Friday, January 16, 2015
Bomb by Steven Sheinkin
Bomb: The Race to Build -- and Steal -- the World's Most Dangerous Weapon by Steve Sheinkin is juvenile nonfiction at its absolute best.
During World War II, one of the most decisive battles was fought, not on a battlefield, but in a laboratory. The race to build the atomic bomb was on, and pretty much all of the world's top physicists were working on the problem in one way or another, for one major power or another. In Los Alamos, New Mexico, scientists from the Manhattan Project, headed up by Robert Oppenheimer, worked tirelessly to build and test the American bomb -- but a few of them were also leaking secrets to the Soviet Union. Meanwhile, American spies worked hard to sabotage Germany's nuclear efforts, despite not knowing exactly what German scientists knew, or even where they were.

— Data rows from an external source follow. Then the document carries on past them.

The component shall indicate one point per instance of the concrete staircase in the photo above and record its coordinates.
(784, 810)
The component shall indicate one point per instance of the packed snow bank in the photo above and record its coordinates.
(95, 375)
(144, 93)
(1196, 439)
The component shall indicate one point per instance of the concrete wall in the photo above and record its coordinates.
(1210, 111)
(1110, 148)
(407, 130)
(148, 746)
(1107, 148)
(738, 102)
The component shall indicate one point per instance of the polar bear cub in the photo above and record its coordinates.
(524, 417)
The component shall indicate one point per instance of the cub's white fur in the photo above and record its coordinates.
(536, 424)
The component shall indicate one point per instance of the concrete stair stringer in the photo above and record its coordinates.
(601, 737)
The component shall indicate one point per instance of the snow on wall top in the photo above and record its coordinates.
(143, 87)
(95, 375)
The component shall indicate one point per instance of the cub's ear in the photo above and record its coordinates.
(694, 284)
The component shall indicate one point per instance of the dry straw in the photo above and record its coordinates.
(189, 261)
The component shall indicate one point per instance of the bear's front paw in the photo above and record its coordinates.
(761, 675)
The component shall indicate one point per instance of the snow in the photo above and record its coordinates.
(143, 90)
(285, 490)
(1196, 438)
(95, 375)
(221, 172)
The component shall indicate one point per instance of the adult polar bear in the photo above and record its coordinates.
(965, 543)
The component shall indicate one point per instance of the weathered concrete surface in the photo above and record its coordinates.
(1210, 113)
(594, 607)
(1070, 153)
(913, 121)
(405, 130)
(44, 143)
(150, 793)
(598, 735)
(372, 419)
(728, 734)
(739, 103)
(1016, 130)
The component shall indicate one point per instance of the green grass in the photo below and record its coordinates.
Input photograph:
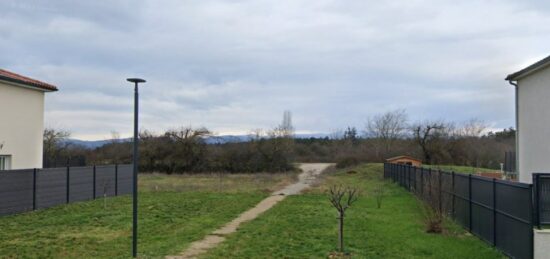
(174, 211)
(461, 169)
(305, 226)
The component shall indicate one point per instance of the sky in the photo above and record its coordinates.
(236, 66)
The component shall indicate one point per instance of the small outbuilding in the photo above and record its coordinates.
(405, 160)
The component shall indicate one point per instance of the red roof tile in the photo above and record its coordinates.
(16, 78)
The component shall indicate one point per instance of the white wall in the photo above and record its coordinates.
(21, 125)
(534, 124)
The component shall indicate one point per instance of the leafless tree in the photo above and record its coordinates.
(285, 129)
(341, 199)
(387, 128)
(54, 144)
(428, 135)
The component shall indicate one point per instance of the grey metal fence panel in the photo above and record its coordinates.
(81, 183)
(125, 177)
(29, 189)
(544, 200)
(16, 191)
(514, 237)
(51, 187)
(105, 180)
(500, 212)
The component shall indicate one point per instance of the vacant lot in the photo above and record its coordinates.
(305, 226)
(174, 211)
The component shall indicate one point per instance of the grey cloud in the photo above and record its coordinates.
(236, 65)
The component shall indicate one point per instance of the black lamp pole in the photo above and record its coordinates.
(136, 81)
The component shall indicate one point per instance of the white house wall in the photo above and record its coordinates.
(21, 125)
(534, 124)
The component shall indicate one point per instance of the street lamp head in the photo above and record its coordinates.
(136, 80)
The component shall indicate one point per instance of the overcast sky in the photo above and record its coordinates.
(234, 66)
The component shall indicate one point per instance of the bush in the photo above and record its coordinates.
(347, 162)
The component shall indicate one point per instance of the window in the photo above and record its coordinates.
(5, 162)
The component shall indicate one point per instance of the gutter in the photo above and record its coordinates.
(515, 84)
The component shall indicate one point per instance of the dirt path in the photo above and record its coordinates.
(305, 179)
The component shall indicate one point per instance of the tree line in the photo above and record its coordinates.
(383, 136)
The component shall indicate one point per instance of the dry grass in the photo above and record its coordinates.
(216, 182)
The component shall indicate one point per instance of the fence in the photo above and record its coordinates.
(30, 189)
(499, 212)
(541, 190)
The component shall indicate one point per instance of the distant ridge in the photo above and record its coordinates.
(222, 139)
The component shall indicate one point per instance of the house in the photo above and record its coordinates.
(22, 122)
(405, 160)
(532, 86)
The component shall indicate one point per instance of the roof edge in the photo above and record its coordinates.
(49, 88)
(543, 63)
(23, 84)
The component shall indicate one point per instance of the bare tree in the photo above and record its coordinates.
(472, 128)
(286, 129)
(342, 199)
(387, 128)
(428, 136)
(54, 144)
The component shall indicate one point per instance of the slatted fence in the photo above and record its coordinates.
(31, 189)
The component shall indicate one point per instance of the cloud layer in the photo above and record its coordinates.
(233, 66)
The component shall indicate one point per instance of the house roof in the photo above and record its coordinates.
(529, 70)
(403, 157)
(16, 78)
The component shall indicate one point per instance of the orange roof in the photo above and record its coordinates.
(403, 157)
(16, 78)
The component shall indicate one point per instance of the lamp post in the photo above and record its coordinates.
(136, 81)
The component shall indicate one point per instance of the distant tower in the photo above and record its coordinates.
(286, 126)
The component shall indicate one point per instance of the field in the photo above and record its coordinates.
(305, 226)
(174, 211)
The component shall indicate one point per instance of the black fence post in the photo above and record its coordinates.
(116, 179)
(430, 183)
(536, 184)
(68, 184)
(94, 182)
(422, 182)
(494, 212)
(34, 189)
(409, 177)
(470, 201)
(440, 193)
(453, 194)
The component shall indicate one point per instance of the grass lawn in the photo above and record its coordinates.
(461, 169)
(305, 226)
(174, 211)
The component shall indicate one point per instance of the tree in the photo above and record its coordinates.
(342, 199)
(350, 135)
(387, 128)
(428, 135)
(54, 145)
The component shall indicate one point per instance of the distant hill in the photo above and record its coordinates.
(93, 144)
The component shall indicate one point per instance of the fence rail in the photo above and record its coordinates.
(499, 212)
(31, 189)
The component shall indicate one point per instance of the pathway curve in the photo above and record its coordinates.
(305, 179)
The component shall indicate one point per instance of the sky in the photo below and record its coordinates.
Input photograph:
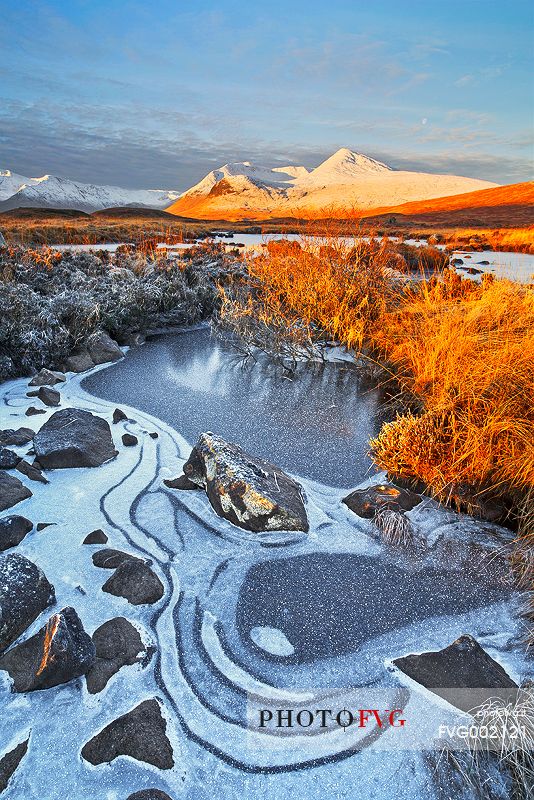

This is an amazingly gripping and readable work of nonfiction. The pacing is excellent as the author switches from one story to another, and he does a great job of making the historical figures come alive without sacrificing historical accuracy. And his brief summation of the Cold War and the development of more powerful weapons at the end of the book is quite chilling. I listened to the audiobook and found myself completely captivated by it. I'd recommend this title for its intended audience (ages 9-14), but also for adults like myself, with an interest but not a lot of knowledge on the topic of the Manhattan Project and the creation of the first nuclear weapons.
(Reviewed from an audiobook borrowed through my library system.)